The key difference between dialysis and CRRT is that dialysis is a process carried out for a time period of three to four hours, whereas CRRT is a slower and continuous process that takes more than 24-hours.
Kidneys usually filter blood, remove harmful wastes and excess fluid by turning them into urine to pass out of the body as an excretory product. When kidneys fail, an electrolyte imbalance takes place in the body where wastes, toxins, salts, and extra water build up within the body. Dialysis and CRRT (continuous renal replacement therapy) are two processes that play an important role in keeping the body in balance during kidney failure. Such processes help to keep safe levels of chemicals, remove toxic wastes and excess fluid, and also help to control blood pressure in the body.
CONTENTS
1. Overview and Key Difference
2. What is Dialysis
3. What is CRRT
4. Similarities – Dialysis and CRRT
5. Dialysis vs CRRT in Tabular Form
6. Summary – Dialysis and CRRT
What is Dialysis?
Dialysis is a procedure carried out to remove excess fluids and waste products from the blood when kidneys do not function properly. Dialysis diverts blood to a machine to clean and purify. This process takes about 3 – 4 hours. Dialysis is mainly done in the presence of chronic kidney disease or kidney failure. The presence of waste products and excess fluids are toxic to the body as they cause various symptoms and may eventually be fatal. The severity of kidney failure decides the time period of dialysis. If kidney failure is temporary, the dialysis process ends once the kidneys recover. During a critical situation where kidney transplants are required, the dialysis process continues until a suitable donor becomes available.

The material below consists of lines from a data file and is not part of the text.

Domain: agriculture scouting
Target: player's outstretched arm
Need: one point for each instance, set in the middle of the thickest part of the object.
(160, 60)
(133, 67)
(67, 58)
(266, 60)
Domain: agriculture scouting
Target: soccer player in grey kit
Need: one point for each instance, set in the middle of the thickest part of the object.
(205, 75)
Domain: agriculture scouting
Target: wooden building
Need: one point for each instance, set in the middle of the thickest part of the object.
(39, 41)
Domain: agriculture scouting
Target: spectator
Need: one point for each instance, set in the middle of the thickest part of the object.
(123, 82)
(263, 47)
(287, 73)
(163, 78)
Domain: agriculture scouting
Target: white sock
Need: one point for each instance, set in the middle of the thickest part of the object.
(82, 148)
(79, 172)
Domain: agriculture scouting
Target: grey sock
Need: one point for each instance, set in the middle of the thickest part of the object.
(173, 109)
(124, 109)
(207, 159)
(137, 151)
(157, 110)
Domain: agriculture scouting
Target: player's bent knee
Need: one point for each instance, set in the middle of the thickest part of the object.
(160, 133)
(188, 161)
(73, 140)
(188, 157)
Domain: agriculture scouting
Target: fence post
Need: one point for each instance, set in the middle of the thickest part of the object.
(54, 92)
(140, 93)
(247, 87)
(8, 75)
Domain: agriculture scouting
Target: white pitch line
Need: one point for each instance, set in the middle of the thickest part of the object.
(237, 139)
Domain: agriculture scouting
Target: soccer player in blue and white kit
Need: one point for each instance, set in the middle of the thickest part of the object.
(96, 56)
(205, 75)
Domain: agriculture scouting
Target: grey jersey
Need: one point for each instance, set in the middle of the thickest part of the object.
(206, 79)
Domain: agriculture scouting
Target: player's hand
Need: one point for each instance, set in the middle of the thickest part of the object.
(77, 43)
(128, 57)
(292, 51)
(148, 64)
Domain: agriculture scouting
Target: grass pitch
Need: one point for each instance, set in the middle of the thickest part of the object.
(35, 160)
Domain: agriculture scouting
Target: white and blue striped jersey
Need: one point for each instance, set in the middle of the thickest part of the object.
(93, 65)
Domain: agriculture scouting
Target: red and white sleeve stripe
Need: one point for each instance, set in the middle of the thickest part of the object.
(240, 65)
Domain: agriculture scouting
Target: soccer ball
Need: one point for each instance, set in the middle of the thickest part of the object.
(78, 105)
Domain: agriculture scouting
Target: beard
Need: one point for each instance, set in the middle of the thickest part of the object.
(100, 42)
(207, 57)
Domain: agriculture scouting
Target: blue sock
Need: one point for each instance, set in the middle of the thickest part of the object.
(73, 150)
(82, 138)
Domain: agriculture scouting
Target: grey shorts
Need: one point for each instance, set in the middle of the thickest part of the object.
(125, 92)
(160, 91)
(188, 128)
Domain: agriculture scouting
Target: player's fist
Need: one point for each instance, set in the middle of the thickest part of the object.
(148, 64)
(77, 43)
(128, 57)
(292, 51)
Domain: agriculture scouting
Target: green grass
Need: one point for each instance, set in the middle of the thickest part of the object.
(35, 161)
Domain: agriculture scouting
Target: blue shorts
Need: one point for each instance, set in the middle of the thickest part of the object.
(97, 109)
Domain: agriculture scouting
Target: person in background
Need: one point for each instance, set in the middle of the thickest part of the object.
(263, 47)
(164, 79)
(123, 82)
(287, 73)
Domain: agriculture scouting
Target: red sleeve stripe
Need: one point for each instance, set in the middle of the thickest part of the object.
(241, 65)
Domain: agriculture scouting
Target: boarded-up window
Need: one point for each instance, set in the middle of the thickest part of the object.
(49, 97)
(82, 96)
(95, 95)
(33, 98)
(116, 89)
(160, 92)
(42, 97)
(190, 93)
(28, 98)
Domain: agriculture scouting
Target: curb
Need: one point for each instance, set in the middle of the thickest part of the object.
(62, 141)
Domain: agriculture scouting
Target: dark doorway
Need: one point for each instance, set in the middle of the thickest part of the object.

If the kidney transplant is not suitable during a critical situation, dialysis continues for the rest of the life.
Figure 01: Dialysis Process
There are two types of dialysis: hemodialysis and peritoneal dialysis. Hemodialysis is the most common type of dialysis. During this process, a tube is attached to a needle in the arm, and blood passes along the tube. Initially, blood enters an external machine through a tube that filters before passing through the needle in the arm. Hemolysis dialysis is usually done three days per week, and each process lasts approximately four hours. Peritoneal dialysis is slightly different. Rather than a filtering machine, this process uses the inside lining of the abdomen called the peritoneum to filter. The peritoneum contains tiny blood vessels, and they act as a filtering unit. In this procedure, a small cut is made near the abdominal area, and a thin tube is inserted into the cavity. This is left permanently. The wastes and fluid drain to a bag, and fresh liquid replaces every 30 – 40 minutes, approximately four times a day.
What is CRRT (Continuous Renal Replacement Therapy)?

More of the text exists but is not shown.